WiConnect – which sold smartphones, tablets, gadgets, accessories, airtime, data, event tickets, bus tickets and bill payments – had to be closed due to the increased uncertainty of the COVID-19 pandemic, according to Blue Label.

“COVID-19 had a significant negative impact on the retail operations of WiConnect. These included increased costs of inventories as a result of a weaker rand, periods of non-trading as a result of the nationwide lockdown and consumers foregoing discretionary purchases,” it says.

Notwithstanding a turnaround strategy at WiConnect, which incorporated the strengthening of the retail management team, a refocus of product sales, as well as negotiating additional rebates from the network operators and original equipment manufacturers, the devastating impact of the pandemic was invertible, the company says.

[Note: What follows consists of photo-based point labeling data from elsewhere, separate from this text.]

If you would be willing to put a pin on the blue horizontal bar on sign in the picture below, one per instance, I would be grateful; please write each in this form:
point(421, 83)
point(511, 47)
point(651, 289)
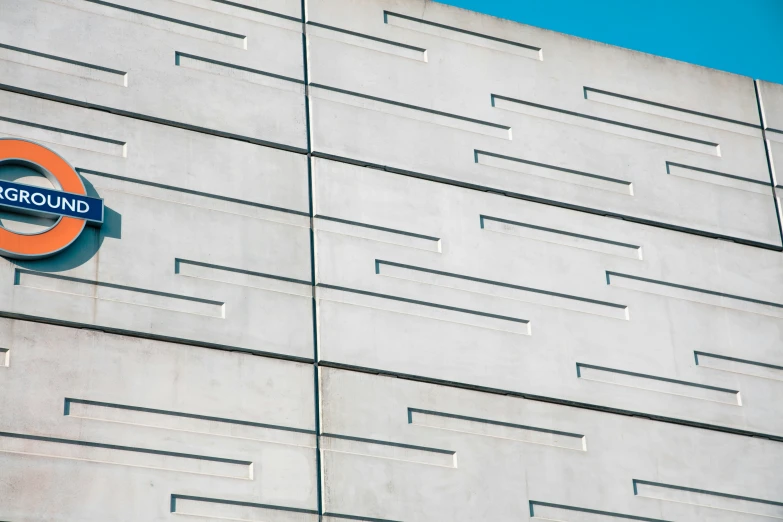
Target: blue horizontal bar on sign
point(29, 199)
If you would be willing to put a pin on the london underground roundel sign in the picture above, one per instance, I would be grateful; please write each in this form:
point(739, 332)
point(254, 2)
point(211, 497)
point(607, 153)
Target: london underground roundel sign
point(68, 202)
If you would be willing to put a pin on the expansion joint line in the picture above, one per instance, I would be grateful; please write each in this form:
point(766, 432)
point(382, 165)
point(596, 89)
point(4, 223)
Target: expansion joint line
point(314, 308)
point(763, 122)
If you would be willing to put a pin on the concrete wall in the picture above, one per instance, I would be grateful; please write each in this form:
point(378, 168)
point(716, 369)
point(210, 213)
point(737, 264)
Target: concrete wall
point(400, 262)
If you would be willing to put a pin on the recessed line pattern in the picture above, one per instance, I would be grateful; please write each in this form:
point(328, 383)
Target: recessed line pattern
point(670, 107)
point(477, 153)
point(557, 231)
point(178, 55)
point(148, 118)
point(380, 262)
point(258, 10)
point(155, 411)
point(376, 227)
point(189, 191)
point(602, 120)
point(715, 173)
point(412, 107)
point(386, 15)
point(424, 303)
point(62, 59)
point(167, 18)
point(545, 510)
point(366, 36)
point(63, 131)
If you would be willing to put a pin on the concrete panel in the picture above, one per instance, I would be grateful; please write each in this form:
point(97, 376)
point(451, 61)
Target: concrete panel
point(96, 426)
point(232, 268)
point(530, 298)
point(771, 95)
point(511, 463)
point(204, 64)
point(682, 148)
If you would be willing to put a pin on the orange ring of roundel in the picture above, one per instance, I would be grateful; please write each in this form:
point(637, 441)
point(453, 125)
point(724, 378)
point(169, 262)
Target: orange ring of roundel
point(68, 228)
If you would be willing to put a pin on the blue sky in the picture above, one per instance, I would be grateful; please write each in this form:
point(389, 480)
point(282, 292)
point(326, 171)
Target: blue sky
point(740, 36)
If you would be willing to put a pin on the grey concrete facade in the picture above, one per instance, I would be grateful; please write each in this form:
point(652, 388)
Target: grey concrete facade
point(387, 260)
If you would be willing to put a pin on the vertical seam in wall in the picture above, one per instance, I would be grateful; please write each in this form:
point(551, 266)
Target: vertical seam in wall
point(311, 209)
point(769, 156)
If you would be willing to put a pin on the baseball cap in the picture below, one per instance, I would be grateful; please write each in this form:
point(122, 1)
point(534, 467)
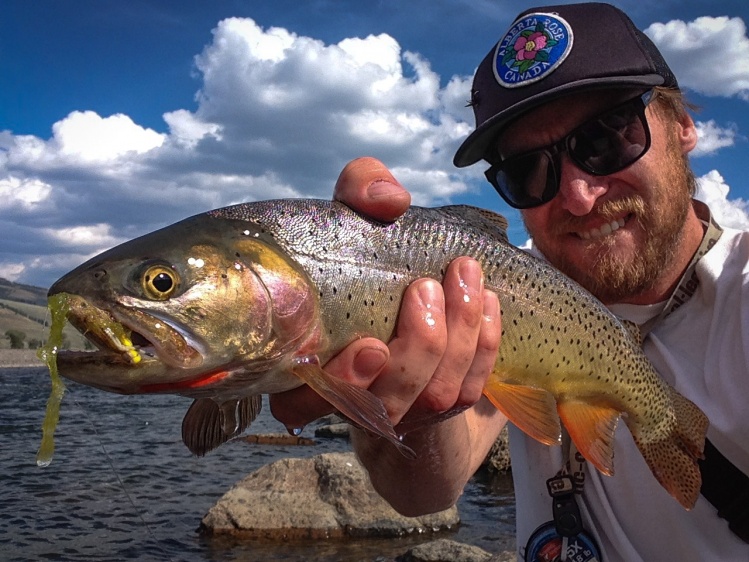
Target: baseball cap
point(553, 51)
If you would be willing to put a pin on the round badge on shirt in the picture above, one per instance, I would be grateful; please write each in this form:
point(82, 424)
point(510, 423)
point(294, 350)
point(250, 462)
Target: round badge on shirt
point(546, 545)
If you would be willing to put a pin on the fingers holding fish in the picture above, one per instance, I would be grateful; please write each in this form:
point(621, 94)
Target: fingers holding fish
point(367, 186)
point(444, 346)
point(485, 356)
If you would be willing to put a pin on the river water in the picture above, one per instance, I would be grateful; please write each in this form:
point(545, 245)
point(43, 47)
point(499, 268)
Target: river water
point(122, 486)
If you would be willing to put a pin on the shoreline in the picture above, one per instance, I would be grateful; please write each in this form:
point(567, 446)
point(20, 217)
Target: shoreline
point(19, 358)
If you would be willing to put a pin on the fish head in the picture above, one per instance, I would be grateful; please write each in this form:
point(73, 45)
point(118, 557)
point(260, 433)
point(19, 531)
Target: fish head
point(186, 309)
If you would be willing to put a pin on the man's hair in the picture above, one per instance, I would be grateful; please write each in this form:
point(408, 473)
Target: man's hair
point(674, 105)
point(673, 102)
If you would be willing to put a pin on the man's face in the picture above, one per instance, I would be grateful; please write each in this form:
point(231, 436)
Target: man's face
point(615, 234)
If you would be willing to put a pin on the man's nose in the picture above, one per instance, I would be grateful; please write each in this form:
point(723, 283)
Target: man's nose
point(579, 190)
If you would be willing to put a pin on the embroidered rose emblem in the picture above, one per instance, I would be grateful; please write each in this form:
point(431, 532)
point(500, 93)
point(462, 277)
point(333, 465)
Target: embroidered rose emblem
point(531, 46)
point(526, 48)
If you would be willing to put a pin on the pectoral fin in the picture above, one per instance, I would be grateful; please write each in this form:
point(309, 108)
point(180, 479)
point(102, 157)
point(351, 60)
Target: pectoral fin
point(207, 425)
point(357, 404)
point(591, 428)
point(533, 410)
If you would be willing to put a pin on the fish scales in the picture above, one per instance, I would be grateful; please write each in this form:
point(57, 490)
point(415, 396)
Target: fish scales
point(254, 298)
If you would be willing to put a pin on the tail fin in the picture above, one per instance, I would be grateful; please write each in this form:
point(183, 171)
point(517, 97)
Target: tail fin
point(673, 460)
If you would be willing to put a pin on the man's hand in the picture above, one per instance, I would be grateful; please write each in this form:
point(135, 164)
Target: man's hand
point(447, 335)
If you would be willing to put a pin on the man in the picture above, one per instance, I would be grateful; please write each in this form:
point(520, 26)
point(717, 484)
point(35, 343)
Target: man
point(586, 131)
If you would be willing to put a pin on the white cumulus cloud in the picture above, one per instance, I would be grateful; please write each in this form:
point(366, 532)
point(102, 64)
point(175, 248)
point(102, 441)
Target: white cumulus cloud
point(713, 190)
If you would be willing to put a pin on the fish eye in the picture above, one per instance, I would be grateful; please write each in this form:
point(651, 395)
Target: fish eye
point(159, 282)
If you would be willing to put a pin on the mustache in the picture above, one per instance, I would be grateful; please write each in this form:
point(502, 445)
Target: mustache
point(607, 210)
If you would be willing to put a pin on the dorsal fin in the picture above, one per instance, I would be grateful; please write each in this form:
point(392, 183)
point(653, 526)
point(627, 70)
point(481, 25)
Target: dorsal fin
point(207, 425)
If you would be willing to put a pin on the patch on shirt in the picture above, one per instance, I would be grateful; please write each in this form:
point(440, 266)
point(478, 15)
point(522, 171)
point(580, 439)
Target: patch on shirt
point(532, 49)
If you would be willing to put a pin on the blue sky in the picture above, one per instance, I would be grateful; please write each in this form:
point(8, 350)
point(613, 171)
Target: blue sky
point(117, 118)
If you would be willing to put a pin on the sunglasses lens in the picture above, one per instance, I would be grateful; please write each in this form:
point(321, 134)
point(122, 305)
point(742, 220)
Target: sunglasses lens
point(525, 181)
point(612, 142)
point(602, 146)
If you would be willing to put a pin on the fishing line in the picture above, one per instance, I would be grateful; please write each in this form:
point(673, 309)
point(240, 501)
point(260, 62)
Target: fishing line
point(117, 476)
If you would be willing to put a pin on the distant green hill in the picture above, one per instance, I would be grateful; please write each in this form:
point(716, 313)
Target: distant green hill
point(22, 293)
point(23, 308)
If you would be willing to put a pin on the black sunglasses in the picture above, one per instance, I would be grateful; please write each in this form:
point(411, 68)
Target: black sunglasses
point(601, 146)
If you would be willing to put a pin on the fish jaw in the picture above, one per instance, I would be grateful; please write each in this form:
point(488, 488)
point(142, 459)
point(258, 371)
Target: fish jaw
point(132, 346)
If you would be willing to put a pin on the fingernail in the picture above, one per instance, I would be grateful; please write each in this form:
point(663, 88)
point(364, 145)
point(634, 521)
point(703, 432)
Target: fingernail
point(382, 189)
point(471, 279)
point(369, 361)
point(491, 306)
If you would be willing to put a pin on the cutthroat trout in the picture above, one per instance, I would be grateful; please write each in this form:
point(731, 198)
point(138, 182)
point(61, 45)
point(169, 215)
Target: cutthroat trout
point(253, 299)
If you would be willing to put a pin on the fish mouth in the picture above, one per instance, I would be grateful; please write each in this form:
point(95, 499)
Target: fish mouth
point(126, 337)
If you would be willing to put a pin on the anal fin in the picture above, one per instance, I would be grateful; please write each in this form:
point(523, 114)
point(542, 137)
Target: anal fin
point(591, 428)
point(532, 410)
point(207, 425)
point(358, 404)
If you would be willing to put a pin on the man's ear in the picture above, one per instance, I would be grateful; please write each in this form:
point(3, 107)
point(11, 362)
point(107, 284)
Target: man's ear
point(686, 133)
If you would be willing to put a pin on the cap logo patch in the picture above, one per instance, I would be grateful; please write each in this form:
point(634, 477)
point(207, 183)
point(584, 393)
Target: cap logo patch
point(532, 49)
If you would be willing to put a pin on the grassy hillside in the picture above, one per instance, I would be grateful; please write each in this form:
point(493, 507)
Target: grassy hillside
point(23, 308)
point(22, 293)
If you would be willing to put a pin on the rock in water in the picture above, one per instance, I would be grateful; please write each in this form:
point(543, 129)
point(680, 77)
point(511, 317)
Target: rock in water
point(327, 496)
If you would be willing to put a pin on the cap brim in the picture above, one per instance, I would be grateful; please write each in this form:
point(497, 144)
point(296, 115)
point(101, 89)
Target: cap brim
point(474, 148)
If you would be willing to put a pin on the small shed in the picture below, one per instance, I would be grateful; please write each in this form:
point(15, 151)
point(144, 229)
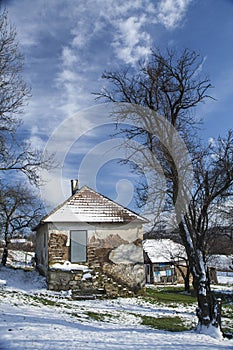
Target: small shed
point(90, 243)
point(161, 257)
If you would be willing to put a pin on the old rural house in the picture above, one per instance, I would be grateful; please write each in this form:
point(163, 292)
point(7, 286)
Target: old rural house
point(90, 244)
point(162, 258)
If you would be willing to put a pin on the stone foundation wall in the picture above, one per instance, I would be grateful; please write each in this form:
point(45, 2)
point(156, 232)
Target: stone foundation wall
point(115, 266)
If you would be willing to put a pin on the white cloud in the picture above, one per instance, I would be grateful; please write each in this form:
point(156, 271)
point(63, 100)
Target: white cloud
point(131, 42)
point(171, 12)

Blue Label says: “Given the uncertainty of the tenure of the pandemic and the resultant losses attributable thereto impacting on its financial feasibility, a decision was made to cease the operations of the WiConnect retail stores. This will result in a negative impact of approximately R330 million on the group’s basic earnings for the 12 months ended 31 May.

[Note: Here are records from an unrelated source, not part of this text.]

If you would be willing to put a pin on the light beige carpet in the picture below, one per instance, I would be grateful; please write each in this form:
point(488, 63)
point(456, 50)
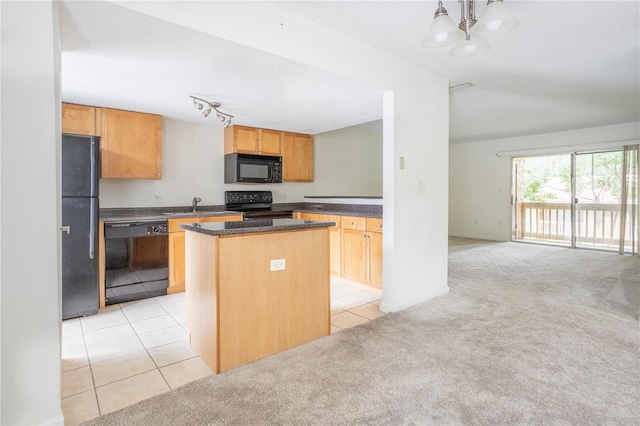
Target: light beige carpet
point(528, 335)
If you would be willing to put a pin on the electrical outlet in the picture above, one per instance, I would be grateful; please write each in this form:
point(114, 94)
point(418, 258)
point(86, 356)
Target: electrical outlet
point(277, 264)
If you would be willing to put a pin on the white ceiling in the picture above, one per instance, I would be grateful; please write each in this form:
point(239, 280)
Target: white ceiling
point(570, 64)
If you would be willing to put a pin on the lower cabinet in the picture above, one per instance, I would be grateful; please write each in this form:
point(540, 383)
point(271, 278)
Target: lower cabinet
point(176, 248)
point(334, 238)
point(355, 247)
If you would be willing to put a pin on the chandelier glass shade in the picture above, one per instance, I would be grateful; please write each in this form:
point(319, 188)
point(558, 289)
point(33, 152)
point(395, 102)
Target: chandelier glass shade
point(467, 36)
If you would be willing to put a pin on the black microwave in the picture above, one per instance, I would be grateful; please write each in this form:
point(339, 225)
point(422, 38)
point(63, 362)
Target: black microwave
point(248, 168)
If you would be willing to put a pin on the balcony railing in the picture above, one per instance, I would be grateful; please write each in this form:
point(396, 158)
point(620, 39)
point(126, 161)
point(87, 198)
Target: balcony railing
point(597, 225)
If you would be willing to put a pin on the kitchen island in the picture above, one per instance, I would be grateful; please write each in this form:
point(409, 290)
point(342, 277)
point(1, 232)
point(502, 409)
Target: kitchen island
point(255, 288)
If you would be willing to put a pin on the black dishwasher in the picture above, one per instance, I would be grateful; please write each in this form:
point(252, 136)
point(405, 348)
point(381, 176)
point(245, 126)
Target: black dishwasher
point(136, 260)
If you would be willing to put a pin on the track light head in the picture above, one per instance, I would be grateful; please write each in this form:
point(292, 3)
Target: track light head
point(200, 103)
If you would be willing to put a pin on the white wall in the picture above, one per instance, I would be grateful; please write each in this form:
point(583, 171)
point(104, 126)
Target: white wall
point(29, 216)
point(347, 162)
point(416, 121)
point(480, 182)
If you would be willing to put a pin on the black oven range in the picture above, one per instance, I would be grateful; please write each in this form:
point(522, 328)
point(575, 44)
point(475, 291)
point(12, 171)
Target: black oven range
point(254, 205)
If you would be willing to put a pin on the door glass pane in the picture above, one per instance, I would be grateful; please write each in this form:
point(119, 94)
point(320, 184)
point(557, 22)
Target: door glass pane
point(598, 185)
point(542, 207)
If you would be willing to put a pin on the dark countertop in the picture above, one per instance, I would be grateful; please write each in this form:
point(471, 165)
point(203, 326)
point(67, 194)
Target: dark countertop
point(161, 213)
point(360, 210)
point(165, 213)
point(253, 226)
point(355, 197)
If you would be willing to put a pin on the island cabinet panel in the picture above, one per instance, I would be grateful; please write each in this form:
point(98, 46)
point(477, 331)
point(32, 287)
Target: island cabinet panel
point(131, 145)
point(177, 248)
point(251, 312)
point(297, 157)
point(81, 120)
point(334, 238)
point(251, 140)
point(201, 301)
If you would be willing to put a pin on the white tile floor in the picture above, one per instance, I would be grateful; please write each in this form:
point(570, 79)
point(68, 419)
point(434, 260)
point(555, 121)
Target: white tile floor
point(135, 350)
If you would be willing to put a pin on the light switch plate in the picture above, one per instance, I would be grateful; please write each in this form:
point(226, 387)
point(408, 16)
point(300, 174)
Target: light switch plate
point(277, 265)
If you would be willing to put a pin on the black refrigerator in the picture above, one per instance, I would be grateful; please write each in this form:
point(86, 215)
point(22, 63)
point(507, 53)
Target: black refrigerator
point(80, 174)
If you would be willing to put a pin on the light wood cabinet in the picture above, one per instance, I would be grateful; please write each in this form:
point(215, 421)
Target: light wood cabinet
point(297, 157)
point(238, 311)
point(81, 120)
point(334, 238)
point(355, 246)
point(374, 231)
point(131, 145)
point(362, 250)
point(251, 140)
point(177, 244)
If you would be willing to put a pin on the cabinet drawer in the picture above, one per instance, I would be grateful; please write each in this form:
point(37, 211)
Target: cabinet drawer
point(321, 218)
point(374, 224)
point(174, 224)
point(353, 222)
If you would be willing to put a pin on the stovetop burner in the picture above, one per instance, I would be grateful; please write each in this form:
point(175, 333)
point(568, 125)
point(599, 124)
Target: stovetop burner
point(254, 204)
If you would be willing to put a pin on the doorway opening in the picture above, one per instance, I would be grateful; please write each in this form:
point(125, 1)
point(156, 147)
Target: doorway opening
point(581, 200)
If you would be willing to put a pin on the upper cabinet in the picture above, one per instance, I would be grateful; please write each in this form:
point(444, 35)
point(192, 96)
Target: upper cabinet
point(131, 145)
point(80, 120)
point(297, 157)
point(250, 140)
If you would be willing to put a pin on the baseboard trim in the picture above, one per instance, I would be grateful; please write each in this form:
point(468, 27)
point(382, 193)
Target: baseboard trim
point(53, 421)
point(388, 307)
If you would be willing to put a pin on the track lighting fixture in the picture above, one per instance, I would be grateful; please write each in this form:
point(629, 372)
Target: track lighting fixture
point(200, 104)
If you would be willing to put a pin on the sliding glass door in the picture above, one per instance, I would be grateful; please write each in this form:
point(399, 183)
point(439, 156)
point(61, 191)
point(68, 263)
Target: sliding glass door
point(586, 199)
point(542, 200)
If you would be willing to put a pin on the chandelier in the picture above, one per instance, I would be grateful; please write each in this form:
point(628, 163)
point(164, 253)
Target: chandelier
point(200, 103)
point(494, 21)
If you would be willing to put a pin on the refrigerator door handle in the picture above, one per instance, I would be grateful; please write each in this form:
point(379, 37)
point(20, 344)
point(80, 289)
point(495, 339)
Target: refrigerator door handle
point(94, 171)
point(92, 229)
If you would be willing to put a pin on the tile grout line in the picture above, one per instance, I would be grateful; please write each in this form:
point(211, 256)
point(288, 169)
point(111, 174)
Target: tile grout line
point(164, 309)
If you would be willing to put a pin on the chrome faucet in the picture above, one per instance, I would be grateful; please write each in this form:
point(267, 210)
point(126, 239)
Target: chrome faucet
point(194, 203)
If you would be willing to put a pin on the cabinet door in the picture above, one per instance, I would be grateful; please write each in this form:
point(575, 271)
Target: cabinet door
point(297, 157)
point(375, 259)
point(176, 262)
point(353, 222)
point(131, 145)
point(241, 139)
point(335, 251)
point(270, 142)
point(80, 120)
point(354, 255)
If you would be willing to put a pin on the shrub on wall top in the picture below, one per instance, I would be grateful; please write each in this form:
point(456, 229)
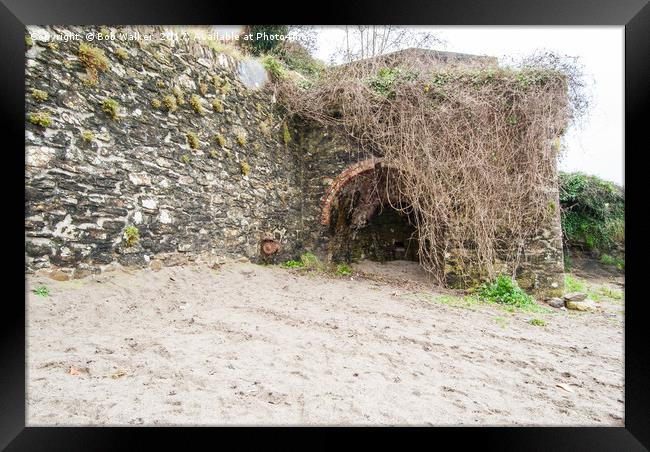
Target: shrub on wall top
point(593, 213)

“The actual cash outflow required for the closure of the stores, which is included in the R330 million, will, however, be confined to approximately R30 million, in that the balance of such negative earnings represents all trading losses which have been expended, impairments to property, plant and equipment and goodwill.”

Furthermore, Blue Label says exposure to the Edcon Group, amounting to R49 million, has been provided for in full.

“Of this amount, R21 million relates to the retail stores and is included in the R330 million above.”

However, Blue Label says it generated positive cash flows from its trading operations for the year ended 31 May.

“This, together with the proceeds received from the disposals of the 3G handset division and the Blue Label Mobile Group, have been applied to reduce interest-bearing debt and in turn the strengthening of the group’s balance sheet.”

The company advised shareholders that basic, headline and core headline earnings per share for the financial year ended 31 May are expected to increase by more than 20% in comparison to the previous year, in which reported losses on basic, headline and core headline per share equated to 727.81c, 312.49c and 304.77c respectively.